Kemudian tidak ada salahnya kita mencoba melihat dari mana dan dimana dia membeli koneksi/hosting? coba melihat di www.domainwhitepages.com, semua terlihat jelas disana, email administration samapi pop3 email terlihat jelas. Kita bisa coba masuk email dengan menggunakan password yang sama dengan mysql history.
          
           Duh ternyata kali ini salah. So what? apa yang akan kita lakukan? terus menebak? Yes thats rights. Kita coba berselancar didalam server baru yang menjadi batu loncatan kedua. Kita lihat file dan document didalam server. mulai dari bash_history mysql_history dan semua kita lihat satu persatu. Ingat social engineering adalah sebuah kebetulan dan sebuah magic.
Butuh waktu bejam jam bahkan berhari hari untuk memecahkan sebuah masalah.

             Kasus ini berhenti didalam kebuntuan. Semua password yang ada tidak ada yang accept untuk login ke sebuah email, coba query ke Dns IP server. OK ketemu dan ternyata menunjukkan link ke sebuah site. Kita mencoba mencoba menelusuri layaknya sebuah detective cyber :)
Apa yang kita dapatkan disana? Sebuah link baru menuju email sang admin yang berbeda dengan alamat email sebelumnya. Ok sampai saat ini kita kembali menuju teori lama. Last but no last. Kita mencoba login menggunakan password yang ada didalam log log server pertama dan kedua. Lama kita menunggu ternyata apa yang terjadi? Tidak ada kecocokan sama sekali! Jadi apa yang hendak kita lakukan?

          Gunakan insting kamu. Baca semua home page pribadi. Lihat semua informasi yang berkaitan dengan sang admin. Jangan sia siakan kesempatan ketika kamu berada didalam sever, selalu catat dan perhatikan perubahan yang ada.
          Ternyata ada seorang yang sering login kedalam server, tapi tidak mempunyai otoritas sys-admin.
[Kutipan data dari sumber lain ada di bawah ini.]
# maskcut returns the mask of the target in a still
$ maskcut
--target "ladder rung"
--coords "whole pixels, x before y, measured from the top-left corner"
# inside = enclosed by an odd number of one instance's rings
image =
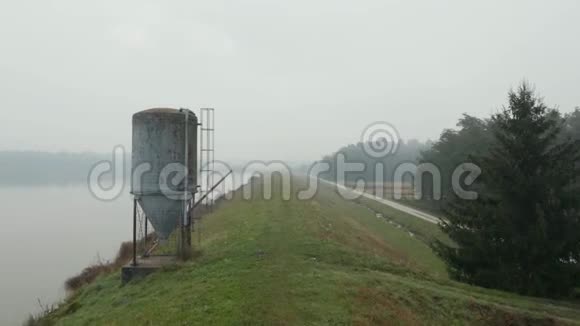
[[[200,130],[202,130],[202,131],[214,131],[213,128],[200,128]]]
[[[214,149],[213,149],[213,148],[210,148],[210,149],[205,149],[205,148],[202,148],[202,149],[201,149],[201,151],[202,151],[202,152],[213,152],[213,151],[214,151]]]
Siapa dia? Seorang wanita bernama beth. Siapa beth? ok
kita telusuri kembali jejak beth menggunakan finger dan lastlog didalam sebuah server (newbies seriss) Lihat aktivitas apa saja yang dia lakukan.
OK ternyata beth mempunyai kebiasaan untuk lompat lompat (pindah server antar server). Hal ini menguntungkan kita untuk memasang sniffer.

          Login beth aku dapatkan dari server www.rrrroar.com menuju ke www.tera-byte.com. Misalnya saja Si A mencoba masuk dari server dimana beth pertama kali login. Beth ternyata hanya sebuah user biasa yang tidak punya previllege sebagai root Aktivitas berhenti sampai disini.
Satu minggu kemudian dia (Si A) mulai bosan dengan angan angan untuk mencoba teori ini. Namun apa yang terjadi? secara kebetulan beth login ke www.tera-byte.com menggunakan akses root, jangan menunggu panjang segera buka log di sniffer yang sudah terpasang. Apa yang akan kita lakukan untuk langkah final?! Jangan tunggu kedatangan seorang dewa penolong! Segera siapkan sniffer anda, pasang dan ingat! jangan pernah merubah file/sebuah proses yang ada didalam box anda.

           Sekian sebuah pengantar psikologis. Mungkin sedikit dongeng diatas bisa anda jadikan sebagai pola pikir praktis didalam langkah menuju social engineering (expert edition). Kalau sudah berhasil, ingat Anda hanya boleh melihat-lihat (DILIHAT BOLEH DIPEGANG JANGAN!) dan jangan sampai tergoda untuk menyalahgunakan, OK? Ini hanyalah latihan untuk menambah ilmu mengenai network security, jadi hanya untuk pembelajaran demi keilmuwan, tidak untuk disalahgunakan!!


SECURITY
TIPS

         Untuk menghindari tindakan seperti ini, pastikan bahwa yang menelepon Anda saat itu adalah benar-benar dari pihak bank. Biar lebih yakin, hubungilah pihak Call Center dari bank tersebut. Selanjutnya jangan mudah memberikan nomor kartu kredit maupun nomor telepon Anda kepada pihak lain SIAPAPUN yang tidak jelas. Apalagi disertai dengan 3 angka terakhir di belakang kartu.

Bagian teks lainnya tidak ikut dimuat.